Healthcare credit cards are becoming a popular financing option of patients seeking breast augmentation or any type of plastic surgery. They work just like the traditional credit cards; the only difference is that they are limited to medical services and procedures.
Some say that healthcare credit cards are better than regular credit cards because they preclude unscrupulous use of such credit line.

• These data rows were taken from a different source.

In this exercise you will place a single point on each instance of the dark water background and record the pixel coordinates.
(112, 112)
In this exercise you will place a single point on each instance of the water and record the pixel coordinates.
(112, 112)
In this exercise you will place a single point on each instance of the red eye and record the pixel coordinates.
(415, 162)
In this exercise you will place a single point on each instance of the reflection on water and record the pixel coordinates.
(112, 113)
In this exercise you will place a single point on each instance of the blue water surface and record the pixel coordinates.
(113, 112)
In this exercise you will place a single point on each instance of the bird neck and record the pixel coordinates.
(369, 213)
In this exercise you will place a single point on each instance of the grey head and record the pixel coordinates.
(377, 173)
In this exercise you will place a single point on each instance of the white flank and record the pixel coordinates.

Nevertheless, both share the same benefits and “traps.”
Due to stiff competition, many healthcare credit cards offer zero-interest loan for up to a year, although it comes with one major caveat: They penalize late borrowers with a high interest rate that could be as steep as 20 percent of the APR (annual percentage rate).

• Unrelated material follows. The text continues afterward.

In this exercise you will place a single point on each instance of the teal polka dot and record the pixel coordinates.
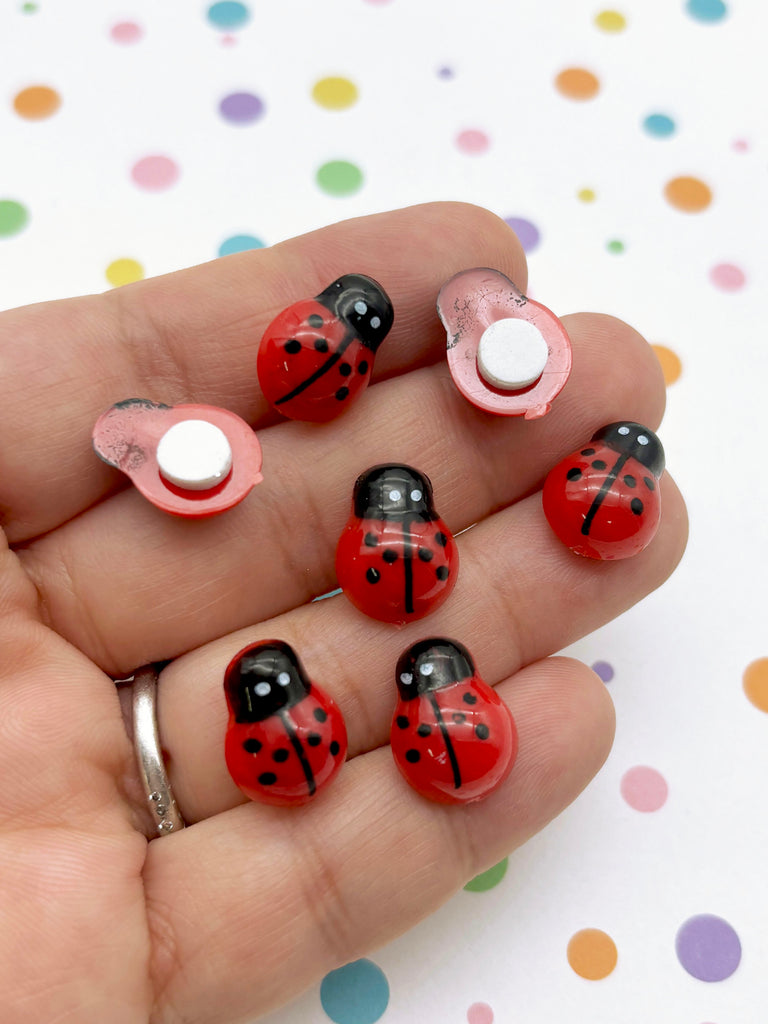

Other lenders, meanwhile, allow borrowers to pay only their interest and defer full payment for as long as five years.
A high interest rate for creditors who mainly finance [medical] services is almost necessary because unlike traditional lenders who can repossess tangible assets like properties and cars, they cannot recoup their losses with breast implants.
Because of unscrupulous practices or disadvantageous arrangements offered by some healthcare credit cards and other lenders, some doctors have expressed their disapproval of such financing programs altogether.
And even those plastic surgeons who are affiliated with or offer financing options advise their patients to do their due diligence by reading the fine print and understanding the ramifications, especially those related to penalties should they miss a payment.
Aside from the steep interest rate, using regular or healthcare credit cards could lead to higher fees since plastic surgeons also have to pay an interest fee (or merchant’s fee), which they could pass on to their patients.
For this reason, many surgeons provide incentives—i.e., reduced fees—if their patients pay them in cash.
Another viable breast implants financing option is loan from a bank in which the patient already has a credit history. More often than not, it provides better payment plans and has lower interest rates than most healthcare credit cards and lenders that specifically finance medical services.
Also, “personal” banks do not charge plastic surgeons a fee, a common practice of regular and health care credit cards.